1.5°C iklim hedefini karşılamak için küresel hidrojen ticareti raporu, gelecekteki hidrojen ticaretinin önemini gösterirken, yenilenebilir kaynakların düşen maliyetleri ve küresel enerji talebini 20 kat aşan hidrojen potansiyeli ile 2050’de küresel hidrojenin dörtte üçü hala yerel olarak üretileceğini ve kullanılacağını belirtiyor.
IRENA Genel Direktörü Francesco La Camera, “Bol miktarda yenilenebilir kaynaklara erişim hidrojen yarışını kazanmak için yeterli olmayacak, aynı zamanda hidrojen ticaretini geliştirmek de gerekli. Hidrojen ticaretinin, endüstrinin karbondan arındırılmasından arzların çeşitlendirilmesine ve enerji güvenliğinin iyileştirilmesine kadar birçok fırsat sunduğu doğrudur. Enerji ithalatçıları geleceğin ihracatçıları olabilir.” dedi.
La Camera, hükümetlerin, ticari hedefleri gerçeğe dönüştürmek için önemli çabalar sarf etmesi gerektiğinin altını çizerken, “İnovasyon, politika desteği ve ölçeğin bir karışımı, gerekli maliyet düşüşünü sağlayabilir ve küresel bir hidrojen pazarı yaratabilir. Ticaret potansiyellerinin gerçekleştirilip gerçekleştirilemeyeceği, büyük ölçüde ülkelerin politikalarına, yatırım önceliklerine ve kendi enerji sistemlerini karbondan arındırma yeteneğine bağlı olacaktır.” açıklamasını yaptı.
Yeni raporlar, hidrojenin yarısının büyük ölçüde mevcut, yeniden tasarlanmış gaz boru hatları aracılığıyla ticaretinin yapıldığını, nakliye maliyetlerini önemli ölçüde azalttığını gösteriyor.
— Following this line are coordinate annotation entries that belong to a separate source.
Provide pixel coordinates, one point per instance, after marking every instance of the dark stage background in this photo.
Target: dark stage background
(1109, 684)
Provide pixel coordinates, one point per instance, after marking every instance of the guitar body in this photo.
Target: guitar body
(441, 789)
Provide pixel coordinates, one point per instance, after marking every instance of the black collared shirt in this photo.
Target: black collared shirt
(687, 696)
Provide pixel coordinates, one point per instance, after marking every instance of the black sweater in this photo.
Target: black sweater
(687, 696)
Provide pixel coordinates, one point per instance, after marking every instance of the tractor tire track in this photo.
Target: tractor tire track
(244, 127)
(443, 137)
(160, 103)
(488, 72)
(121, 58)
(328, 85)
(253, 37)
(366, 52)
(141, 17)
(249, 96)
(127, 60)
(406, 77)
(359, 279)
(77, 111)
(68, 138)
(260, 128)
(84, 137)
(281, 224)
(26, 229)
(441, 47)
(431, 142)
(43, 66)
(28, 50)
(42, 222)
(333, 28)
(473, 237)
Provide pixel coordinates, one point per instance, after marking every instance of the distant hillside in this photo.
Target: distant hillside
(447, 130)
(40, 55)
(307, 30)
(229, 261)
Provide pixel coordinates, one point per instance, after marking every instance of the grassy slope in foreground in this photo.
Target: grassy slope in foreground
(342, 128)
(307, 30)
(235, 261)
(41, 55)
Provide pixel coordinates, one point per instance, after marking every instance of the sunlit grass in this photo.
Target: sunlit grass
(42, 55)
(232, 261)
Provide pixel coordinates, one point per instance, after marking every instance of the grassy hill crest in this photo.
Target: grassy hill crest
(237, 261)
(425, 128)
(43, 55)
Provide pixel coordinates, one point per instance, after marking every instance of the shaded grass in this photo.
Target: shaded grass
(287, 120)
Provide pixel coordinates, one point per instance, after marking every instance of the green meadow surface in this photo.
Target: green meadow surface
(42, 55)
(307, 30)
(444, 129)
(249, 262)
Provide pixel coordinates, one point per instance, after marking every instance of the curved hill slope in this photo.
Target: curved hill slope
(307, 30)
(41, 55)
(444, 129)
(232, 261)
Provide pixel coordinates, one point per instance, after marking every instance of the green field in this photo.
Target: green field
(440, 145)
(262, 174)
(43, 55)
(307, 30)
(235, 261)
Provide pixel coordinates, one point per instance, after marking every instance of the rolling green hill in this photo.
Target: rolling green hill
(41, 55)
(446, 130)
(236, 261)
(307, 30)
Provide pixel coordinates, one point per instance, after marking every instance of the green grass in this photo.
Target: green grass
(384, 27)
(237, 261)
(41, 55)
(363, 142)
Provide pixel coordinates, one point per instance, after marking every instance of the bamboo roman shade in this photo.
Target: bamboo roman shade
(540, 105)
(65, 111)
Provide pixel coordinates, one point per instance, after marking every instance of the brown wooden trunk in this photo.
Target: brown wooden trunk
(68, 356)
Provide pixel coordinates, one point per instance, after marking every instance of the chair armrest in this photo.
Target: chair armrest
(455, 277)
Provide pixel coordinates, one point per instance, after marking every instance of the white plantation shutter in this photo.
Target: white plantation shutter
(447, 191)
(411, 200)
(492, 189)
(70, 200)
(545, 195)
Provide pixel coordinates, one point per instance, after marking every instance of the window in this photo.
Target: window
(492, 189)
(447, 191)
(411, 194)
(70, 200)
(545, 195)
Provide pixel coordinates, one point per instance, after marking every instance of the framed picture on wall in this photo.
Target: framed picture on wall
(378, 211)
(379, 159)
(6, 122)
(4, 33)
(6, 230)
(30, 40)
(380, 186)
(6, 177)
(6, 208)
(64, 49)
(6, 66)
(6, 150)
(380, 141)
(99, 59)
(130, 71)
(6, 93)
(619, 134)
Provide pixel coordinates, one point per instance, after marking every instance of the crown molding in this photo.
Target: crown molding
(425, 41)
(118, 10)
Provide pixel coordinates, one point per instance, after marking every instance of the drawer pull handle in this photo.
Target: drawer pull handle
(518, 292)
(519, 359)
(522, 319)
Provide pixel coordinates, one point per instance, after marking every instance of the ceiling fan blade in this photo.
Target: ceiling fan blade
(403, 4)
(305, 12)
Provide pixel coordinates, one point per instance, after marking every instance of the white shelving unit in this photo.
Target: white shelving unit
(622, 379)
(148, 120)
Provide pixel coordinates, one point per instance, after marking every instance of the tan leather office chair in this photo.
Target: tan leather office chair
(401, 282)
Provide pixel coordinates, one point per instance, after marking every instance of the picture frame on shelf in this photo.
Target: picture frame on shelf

Rapora göre, yeşil amonyak nakliyesi, büyük ölçüde kıtalararası hidrojen ticaretinin diğer yarısının çoğunu oluşturacak.
IRENA, hidrojenin giderek uluslararası ticareti yapılan bir meta haline geldiğinden, hidrojen sektörünün artan miktarda yatırım çekeceğini öngörüyor. Rapora göre küresel talebi karşılamak, 2050 yılına kadar yaklaşık 4 trilyon ABD doları tutarında yatırım gerektiriyor.